Wednesday, February 27, 2013

Blog #3: Culture As the Windows Through Which We view Our World


Teenage wasteland is the story of a reporter who goes Bergen to investigate a historically unique case of four suburban kids who commit suicide together. She wanted to understand why this young people would choose suicide as the best course of action. She starts in Bergenfield where she finds out that there are specific socio-cultural patterns operating there through which a teenage suicide pact became objectively possible; she also finds out that there are particular conditions that made the town label kids like the ones who committed suicide ‘burnouts’ ‘greasers’ ‘hoods’ ‘beats’ ‘freaks’ ‘hippies’ ‘punks’. She spends the next two years learning about these outcast youth.

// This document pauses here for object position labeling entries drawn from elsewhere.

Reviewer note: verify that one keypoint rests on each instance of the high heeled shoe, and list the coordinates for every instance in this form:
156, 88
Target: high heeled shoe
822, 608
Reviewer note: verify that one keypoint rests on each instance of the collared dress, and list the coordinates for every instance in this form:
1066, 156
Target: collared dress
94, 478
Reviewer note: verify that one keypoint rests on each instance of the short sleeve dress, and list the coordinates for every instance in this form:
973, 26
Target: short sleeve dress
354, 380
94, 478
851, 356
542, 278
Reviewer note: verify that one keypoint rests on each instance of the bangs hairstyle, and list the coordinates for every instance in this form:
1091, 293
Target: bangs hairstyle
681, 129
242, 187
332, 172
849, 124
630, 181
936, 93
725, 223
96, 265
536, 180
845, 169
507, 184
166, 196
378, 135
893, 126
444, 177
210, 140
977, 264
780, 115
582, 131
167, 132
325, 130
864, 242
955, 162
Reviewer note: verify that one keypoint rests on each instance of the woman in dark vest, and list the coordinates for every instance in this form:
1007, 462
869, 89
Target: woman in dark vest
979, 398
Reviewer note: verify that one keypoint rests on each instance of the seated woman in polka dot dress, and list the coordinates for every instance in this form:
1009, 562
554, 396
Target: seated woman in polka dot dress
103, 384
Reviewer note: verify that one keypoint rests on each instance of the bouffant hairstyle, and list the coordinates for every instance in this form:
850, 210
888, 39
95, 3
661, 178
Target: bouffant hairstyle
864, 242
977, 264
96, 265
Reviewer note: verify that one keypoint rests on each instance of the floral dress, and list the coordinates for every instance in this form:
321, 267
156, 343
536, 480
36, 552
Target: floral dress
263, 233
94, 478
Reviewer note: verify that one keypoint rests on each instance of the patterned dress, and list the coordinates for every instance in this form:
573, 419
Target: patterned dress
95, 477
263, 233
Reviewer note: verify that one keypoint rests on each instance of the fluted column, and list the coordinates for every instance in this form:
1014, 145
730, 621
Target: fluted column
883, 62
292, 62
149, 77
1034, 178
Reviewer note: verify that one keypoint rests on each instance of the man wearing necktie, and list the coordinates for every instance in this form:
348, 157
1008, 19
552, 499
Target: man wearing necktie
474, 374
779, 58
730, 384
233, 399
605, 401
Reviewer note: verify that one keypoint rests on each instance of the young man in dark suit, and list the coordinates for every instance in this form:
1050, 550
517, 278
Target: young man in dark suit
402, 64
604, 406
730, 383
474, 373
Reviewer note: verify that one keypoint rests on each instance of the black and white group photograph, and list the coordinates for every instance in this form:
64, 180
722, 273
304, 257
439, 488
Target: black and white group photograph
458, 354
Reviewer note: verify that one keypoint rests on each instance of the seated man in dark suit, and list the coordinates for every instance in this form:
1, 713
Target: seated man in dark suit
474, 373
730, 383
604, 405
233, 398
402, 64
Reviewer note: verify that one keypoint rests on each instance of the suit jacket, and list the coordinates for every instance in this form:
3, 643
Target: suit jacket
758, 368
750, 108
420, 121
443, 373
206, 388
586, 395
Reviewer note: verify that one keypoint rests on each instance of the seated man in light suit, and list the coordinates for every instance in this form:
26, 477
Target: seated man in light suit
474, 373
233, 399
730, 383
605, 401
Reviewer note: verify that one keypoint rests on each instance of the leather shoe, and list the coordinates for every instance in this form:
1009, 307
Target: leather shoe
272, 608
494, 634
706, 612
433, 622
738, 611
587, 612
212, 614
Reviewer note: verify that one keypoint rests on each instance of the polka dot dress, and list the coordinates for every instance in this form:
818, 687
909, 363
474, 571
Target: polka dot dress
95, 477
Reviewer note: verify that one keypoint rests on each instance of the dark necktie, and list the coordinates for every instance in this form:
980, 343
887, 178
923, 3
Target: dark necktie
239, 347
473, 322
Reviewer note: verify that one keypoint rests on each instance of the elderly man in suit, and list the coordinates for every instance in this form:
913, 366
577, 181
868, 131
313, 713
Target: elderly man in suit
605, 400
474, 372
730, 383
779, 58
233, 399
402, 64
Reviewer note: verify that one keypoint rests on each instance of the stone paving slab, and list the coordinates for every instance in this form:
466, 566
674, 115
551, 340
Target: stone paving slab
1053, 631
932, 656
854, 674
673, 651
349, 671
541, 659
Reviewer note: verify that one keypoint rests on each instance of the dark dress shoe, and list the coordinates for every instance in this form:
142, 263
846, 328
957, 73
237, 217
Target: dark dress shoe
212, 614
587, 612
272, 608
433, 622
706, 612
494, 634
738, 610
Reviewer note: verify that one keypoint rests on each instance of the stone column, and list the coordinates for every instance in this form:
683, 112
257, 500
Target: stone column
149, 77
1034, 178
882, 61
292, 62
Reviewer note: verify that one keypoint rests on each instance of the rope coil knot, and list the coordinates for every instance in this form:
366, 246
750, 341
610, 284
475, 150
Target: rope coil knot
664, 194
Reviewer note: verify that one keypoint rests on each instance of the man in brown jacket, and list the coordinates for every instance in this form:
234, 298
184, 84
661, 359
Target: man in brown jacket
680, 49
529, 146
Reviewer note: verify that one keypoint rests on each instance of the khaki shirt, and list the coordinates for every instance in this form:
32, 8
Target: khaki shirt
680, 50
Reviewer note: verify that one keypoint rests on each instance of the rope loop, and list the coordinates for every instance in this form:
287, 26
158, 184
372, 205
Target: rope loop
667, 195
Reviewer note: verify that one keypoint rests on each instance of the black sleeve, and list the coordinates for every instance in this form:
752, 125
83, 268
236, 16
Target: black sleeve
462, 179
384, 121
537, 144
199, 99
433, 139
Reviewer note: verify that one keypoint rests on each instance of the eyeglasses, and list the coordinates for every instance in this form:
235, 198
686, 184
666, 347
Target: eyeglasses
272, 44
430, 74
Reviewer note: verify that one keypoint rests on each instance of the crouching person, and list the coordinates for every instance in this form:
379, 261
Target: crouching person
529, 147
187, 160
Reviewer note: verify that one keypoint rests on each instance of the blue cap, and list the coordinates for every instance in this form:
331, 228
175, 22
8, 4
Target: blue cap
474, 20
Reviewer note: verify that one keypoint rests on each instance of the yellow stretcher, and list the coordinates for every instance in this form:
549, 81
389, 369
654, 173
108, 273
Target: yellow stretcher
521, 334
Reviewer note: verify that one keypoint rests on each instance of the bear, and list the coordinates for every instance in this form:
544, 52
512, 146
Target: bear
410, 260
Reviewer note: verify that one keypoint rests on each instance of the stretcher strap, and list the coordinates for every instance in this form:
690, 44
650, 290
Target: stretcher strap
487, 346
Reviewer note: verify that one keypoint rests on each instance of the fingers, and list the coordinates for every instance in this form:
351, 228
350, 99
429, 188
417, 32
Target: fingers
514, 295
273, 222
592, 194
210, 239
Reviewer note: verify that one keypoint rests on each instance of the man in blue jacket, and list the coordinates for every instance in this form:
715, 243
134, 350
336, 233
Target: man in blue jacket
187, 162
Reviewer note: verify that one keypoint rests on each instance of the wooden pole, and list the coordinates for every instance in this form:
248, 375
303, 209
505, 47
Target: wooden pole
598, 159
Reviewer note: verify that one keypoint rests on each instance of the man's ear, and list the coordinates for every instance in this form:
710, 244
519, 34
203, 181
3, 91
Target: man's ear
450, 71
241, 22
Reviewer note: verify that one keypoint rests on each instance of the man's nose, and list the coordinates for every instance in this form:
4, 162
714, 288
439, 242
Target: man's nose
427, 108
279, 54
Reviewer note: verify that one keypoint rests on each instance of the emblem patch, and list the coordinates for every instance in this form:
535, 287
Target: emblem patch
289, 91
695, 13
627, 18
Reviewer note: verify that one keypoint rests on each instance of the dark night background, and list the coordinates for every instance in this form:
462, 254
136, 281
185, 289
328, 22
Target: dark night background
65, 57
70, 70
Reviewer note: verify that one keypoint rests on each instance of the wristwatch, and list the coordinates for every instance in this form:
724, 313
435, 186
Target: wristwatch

This reading was in conjunction with chapter 3 of Experience Sociology, which talks about culture. While reading this article, I kept thinking about the nonmaterial element of culture i.e. values, beliefs, standards, knowledge, behaviors and norms; when majority in the society share this elements, then it is the dominant culture. When a subset of a society does not conform, instead it has values, beliefs, standards, knowledge, behaviors and norms that are different from the rest of a society, then it is a subculture. The ‘burnout youth’ phenomena that Donna Gaines encounters in Bergenfield and beyond shared a subculture.


Culture can be seen as an onion. It has numerous layers to it. The outermost layer is what we can see. In the case of Teenage Wasteland, it can be physical like the description of how the teenagers looked: they wore lots of black and leather, had shaggy haircuts, and listened to thrash metal. The second outer most layer is composed of what our heroes are, and what they pass down to us. For many of us, it is the people we learn from, for others it is the people they admire. The teenagers’ heroes in Teenage Wasteland were rock musicians like AC/DC, whose music was found beside the corpses. At the center of it all are the core values – those deeply held principles or standards by which we make judgments about the world. These values are what led the community at Bergenfield to label some of its youth as burnouts.

When cultures and subcultures are too different from each other, then there will be conflict or consensus. In her research, the author of Teenage Wasteland finds that there are differences between what sets of a population expect of each other, for example, parents expected children to stay in school and get absorbed in legitimate, established routine of social activity; but this was not enough for the kids. They still got bored and occupied their time with worshipping Rock and Roll icons. One of the reasons that emerged to explain the burnout youth phenomenon was ‘teenage boredom’. As teenage boredom became a concern, because it was leading to alcohol and drugs and in extreme cases suicide, the town tried to remedy it with afterschool activities and part time afterschool jobs.